Wisconsin might be best known for its cheese and its cheeseheads, but the state should be just as renowned for its water.

Wisconsin is bordered to the north by Lake Superior, to the east by Lake Michigan and to the west by the Mississippi River and dotted all over by countless inland lakes, streams and rivers.

Wisconsin communities take full advantage of their waterways, shorelines and riverbanks, and planners will find plenty of options to do the same for their events.

Fond du Lac

French for “far end of the lake” or “bottom of the lake,” the city of Fond du Lac is “anchored at the foot of one of the country’s largest freshwater inland lakes,” said Carrie Stollenwerk, director of sales for the Fond du Lac Area Convention and Visitors Bureau.

The lake is one of the city’s biggest and best features, and groups can enjoy it on the shore or on the water. The Lakeside Park Pavilion sits just steps from the water’s edge, and “it’s like having a little house on the lake,” Stollenwerk said. The pavilion can accommodate up to 225 people, and it sits in the 400-acre Lakeside Park, where groups can climb to the top of a lighthouse, visit the zoo, stroll past the marina or rent kayaks and pedal boats to navigate the canal that winds through the park.

The lake is known for its “silent sports,” especially sailing and windsurfing, because the winds come whipping off the Niagara Escarpment on the eastern side of the lake. The Wind Power Surf Shop offer group lessons and rentals for windsurfing, kite sailing and paddleboarding.

The 139-room Holiday Inn Fond du Lac recently doubled the size of the Lake Winnebago Conference Center to 14,000 square feet; the space includes a 6,250-square-foot ballroom that can be halved as well as several other smaller flexible meeting rooms. The hotel also recently remodeled and reimagined its former Holidome as a 10,000-square-foot reception hall; an adjoining courtyard offers outdoor space.

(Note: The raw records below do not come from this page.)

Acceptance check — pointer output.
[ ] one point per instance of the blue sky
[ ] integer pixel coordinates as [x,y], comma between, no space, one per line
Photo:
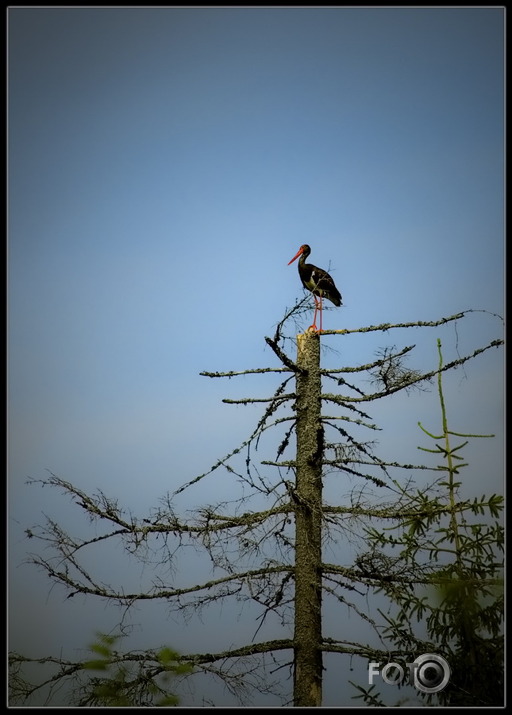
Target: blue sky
[165,164]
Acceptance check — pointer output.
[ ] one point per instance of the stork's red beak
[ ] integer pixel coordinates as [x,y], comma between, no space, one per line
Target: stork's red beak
[299,252]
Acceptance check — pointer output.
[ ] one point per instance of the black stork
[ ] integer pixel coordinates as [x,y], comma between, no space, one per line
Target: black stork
[318,281]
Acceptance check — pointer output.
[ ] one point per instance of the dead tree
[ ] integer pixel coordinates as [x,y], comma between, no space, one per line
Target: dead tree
[286,537]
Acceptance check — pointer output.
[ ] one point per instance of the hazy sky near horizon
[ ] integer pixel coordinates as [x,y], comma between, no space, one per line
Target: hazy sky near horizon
[164,165]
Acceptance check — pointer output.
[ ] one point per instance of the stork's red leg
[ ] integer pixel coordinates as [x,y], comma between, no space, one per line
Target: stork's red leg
[313,325]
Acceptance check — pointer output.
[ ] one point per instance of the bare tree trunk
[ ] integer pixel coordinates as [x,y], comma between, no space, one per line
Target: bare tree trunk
[308,526]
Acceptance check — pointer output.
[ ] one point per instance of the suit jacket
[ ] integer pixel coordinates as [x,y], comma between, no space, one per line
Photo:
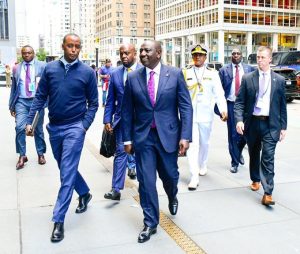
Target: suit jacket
[226,76]
[172,98]
[246,99]
[112,112]
[14,93]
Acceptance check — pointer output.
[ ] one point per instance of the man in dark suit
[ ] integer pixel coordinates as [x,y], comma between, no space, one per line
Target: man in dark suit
[112,117]
[70,87]
[24,85]
[231,76]
[261,116]
[157,120]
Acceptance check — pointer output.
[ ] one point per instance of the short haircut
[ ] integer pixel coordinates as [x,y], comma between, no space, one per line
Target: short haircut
[265,48]
[71,34]
[27,46]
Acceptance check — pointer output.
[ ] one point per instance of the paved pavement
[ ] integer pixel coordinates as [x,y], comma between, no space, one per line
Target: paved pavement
[222,216]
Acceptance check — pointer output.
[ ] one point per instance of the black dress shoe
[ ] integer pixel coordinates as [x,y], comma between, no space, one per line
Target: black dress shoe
[173,206]
[83,202]
[58,232]
[242,161]
[21,162]
[113,195]
[233,169]
[131,174]
[146,234]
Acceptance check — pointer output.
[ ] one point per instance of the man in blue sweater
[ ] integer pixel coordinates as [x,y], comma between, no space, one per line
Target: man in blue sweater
[71,89]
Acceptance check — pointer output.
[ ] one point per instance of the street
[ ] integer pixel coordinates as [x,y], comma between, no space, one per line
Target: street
[222,216]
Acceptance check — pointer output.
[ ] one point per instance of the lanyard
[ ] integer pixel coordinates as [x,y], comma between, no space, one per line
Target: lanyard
[199,80]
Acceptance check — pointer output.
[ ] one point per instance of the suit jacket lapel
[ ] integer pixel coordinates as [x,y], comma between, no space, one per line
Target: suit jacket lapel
[120,76]
[230,71]
[163,79]
[273,84]
[255,81]
[142,78]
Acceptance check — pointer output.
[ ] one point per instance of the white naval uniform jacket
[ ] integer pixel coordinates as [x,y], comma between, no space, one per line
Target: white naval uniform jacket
[204,96]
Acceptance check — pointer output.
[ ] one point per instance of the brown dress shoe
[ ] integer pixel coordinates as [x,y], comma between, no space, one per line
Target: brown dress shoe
[255,186]
[267,200]
[21,162]
[42,160]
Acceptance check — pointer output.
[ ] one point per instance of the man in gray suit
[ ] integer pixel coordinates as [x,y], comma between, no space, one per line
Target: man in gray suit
[24,85]
[261,116]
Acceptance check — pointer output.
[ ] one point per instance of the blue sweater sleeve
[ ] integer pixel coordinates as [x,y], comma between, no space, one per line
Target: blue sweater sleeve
[40,98]
[92,101]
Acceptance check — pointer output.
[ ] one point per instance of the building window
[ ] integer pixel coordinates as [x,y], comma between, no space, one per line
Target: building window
[4,32]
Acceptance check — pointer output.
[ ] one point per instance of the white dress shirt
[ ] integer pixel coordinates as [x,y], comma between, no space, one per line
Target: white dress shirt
[231,96]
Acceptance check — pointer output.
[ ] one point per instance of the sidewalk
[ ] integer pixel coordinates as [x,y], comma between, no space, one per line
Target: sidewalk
[222,216]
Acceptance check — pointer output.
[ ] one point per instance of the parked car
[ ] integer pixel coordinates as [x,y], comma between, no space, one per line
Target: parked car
[215,65]
[2,76]
[292,90]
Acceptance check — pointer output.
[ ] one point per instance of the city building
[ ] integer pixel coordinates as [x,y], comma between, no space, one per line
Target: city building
[83,23]
[120,22]
[7,32]
[224,24]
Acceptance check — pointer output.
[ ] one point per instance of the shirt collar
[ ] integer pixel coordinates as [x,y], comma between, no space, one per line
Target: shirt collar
[31,62]
[64,61]
[266,72]
[132,67]
[239,65]
[156,69]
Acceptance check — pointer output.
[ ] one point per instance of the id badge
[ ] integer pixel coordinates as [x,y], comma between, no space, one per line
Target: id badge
[32,87]
[200,97]
[260,103]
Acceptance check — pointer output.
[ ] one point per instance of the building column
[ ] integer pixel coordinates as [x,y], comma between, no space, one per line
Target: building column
[206,39]
[249,43]
[298,41]
[221,46]
[183,42]
[275,42]
[164,53]
[173,52]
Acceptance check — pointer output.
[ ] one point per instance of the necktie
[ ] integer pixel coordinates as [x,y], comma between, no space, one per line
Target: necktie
[262,84]
[237,80]
[151,91]
[27,80]
[67,67]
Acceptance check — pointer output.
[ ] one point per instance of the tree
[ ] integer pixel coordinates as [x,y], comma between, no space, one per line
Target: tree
[41,54]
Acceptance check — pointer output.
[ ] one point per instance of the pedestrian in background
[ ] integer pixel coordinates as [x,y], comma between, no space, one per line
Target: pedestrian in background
[25,81]
[112,120]
[205,90]
[261,116]
[8,76]
[156,123]
[104,73]
[71,90]
[231,76]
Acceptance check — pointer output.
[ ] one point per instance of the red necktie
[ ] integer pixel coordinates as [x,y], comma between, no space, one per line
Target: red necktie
[237,79]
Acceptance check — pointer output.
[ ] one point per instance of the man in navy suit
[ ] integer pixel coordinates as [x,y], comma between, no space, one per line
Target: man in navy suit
[231,76]
[24,85]
[70,87]
[112,117]
[157,118]
[261,116]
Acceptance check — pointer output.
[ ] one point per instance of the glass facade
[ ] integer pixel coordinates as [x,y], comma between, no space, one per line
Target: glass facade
[225,24]
[4,32]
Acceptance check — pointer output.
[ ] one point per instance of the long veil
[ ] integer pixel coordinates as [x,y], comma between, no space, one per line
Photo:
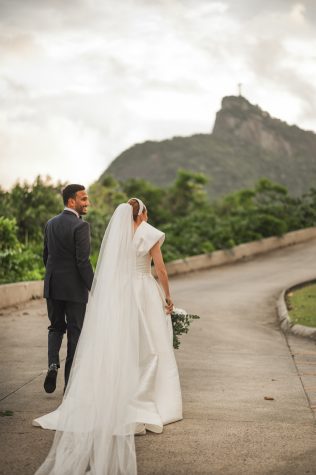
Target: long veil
[96,423]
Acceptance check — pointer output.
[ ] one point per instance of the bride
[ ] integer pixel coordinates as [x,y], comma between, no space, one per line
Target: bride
[124,379]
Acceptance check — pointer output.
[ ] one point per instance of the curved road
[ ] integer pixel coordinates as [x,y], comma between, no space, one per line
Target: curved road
[233,357]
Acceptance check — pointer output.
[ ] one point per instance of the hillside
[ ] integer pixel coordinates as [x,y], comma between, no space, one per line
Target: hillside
[246,144]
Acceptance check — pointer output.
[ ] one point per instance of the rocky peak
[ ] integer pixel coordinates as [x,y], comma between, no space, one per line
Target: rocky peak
[239,118]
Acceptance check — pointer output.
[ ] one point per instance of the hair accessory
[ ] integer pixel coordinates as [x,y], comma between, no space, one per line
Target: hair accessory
[141,205]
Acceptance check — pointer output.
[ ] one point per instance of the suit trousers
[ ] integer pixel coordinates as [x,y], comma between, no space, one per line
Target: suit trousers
[64,316]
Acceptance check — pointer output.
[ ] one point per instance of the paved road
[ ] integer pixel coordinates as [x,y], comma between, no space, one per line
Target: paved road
[232,358]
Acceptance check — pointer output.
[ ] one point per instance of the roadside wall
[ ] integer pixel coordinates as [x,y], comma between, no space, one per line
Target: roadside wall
[13,294]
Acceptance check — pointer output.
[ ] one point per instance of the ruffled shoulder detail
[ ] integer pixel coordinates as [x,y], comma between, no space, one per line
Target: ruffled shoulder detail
[146,236]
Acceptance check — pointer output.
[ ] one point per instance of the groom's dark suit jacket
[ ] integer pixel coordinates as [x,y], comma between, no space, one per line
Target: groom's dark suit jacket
[69,273]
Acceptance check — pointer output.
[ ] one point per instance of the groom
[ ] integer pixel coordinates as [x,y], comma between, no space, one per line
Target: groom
[68,278]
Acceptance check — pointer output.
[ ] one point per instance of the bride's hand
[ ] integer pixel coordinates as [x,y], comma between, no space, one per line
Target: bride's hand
[169,306]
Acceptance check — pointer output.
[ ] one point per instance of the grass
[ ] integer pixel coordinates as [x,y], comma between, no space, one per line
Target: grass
[301,304]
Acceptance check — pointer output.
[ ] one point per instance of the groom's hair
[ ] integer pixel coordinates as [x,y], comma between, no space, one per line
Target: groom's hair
[70,192]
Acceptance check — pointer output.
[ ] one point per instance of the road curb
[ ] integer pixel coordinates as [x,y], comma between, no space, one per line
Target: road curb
[286,323]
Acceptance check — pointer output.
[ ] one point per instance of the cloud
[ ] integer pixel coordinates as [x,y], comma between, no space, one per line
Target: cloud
[88,79]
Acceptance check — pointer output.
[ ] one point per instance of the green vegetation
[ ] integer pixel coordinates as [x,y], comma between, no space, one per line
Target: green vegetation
[302,305]
[246,144]
[193,223]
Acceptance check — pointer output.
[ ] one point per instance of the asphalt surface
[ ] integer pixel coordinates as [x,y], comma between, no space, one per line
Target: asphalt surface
[232,358]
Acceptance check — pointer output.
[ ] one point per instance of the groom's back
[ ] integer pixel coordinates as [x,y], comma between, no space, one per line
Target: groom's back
[66,257]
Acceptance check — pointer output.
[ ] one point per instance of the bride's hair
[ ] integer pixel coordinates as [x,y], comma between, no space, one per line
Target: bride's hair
[135,205]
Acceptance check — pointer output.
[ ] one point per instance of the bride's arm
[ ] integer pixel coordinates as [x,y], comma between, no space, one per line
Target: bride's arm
[162,274]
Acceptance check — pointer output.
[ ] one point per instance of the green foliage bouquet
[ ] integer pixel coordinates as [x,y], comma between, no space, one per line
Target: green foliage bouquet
[181,321]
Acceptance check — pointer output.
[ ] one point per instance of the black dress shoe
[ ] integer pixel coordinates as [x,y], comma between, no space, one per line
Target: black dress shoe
[50,380]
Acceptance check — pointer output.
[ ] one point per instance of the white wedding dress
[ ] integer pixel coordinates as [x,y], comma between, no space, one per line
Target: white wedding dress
[124,376]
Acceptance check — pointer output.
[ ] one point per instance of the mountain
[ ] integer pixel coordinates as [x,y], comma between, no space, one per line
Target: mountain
[246,144]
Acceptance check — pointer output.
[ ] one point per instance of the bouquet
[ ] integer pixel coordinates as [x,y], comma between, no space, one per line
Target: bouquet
[181,321]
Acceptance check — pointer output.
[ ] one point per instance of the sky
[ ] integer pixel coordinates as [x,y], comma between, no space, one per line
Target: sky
[82,80]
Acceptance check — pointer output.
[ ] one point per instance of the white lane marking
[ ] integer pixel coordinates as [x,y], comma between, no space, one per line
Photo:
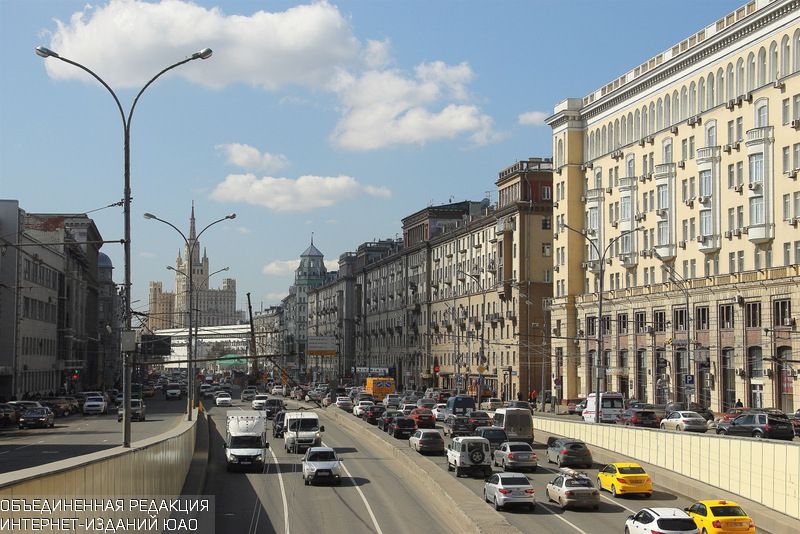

The hotel and conference center anchor the conference district, which includes two neighboring hotels with another 300 guest rooms.

In downtown, Hotel Retlaw is “undergoing a grand transformation” and is slated to reopen in December, Stollenwerk said. The interior of the 1920s hotel has been reduced to bare bones and is being rebuilt and restored as an urban luxury hotel with an Art Deco flair. The 127-room boutique hotel will have 10,000 square feet of function space, including the 3,400-square-foot Crystal Ballroom, which will return to its Roaring ’20s elegance and retain its crystal chandelier.

Just steps from Hotel Retlaw, planners will find the Thelma Sadoff Center for the Arts, housed half in the historic Masonic Temple building and half in a contemporary addition. In the historic side, groups can book the 2,900-square-foot Fountain City Room or the 1,800-square-foot Grand Hall Lounge with an arched stage. In the contemporary wing, groups can gather in the galleries, the six breakout rooms or a 2,000-square-foot outdoor plaza.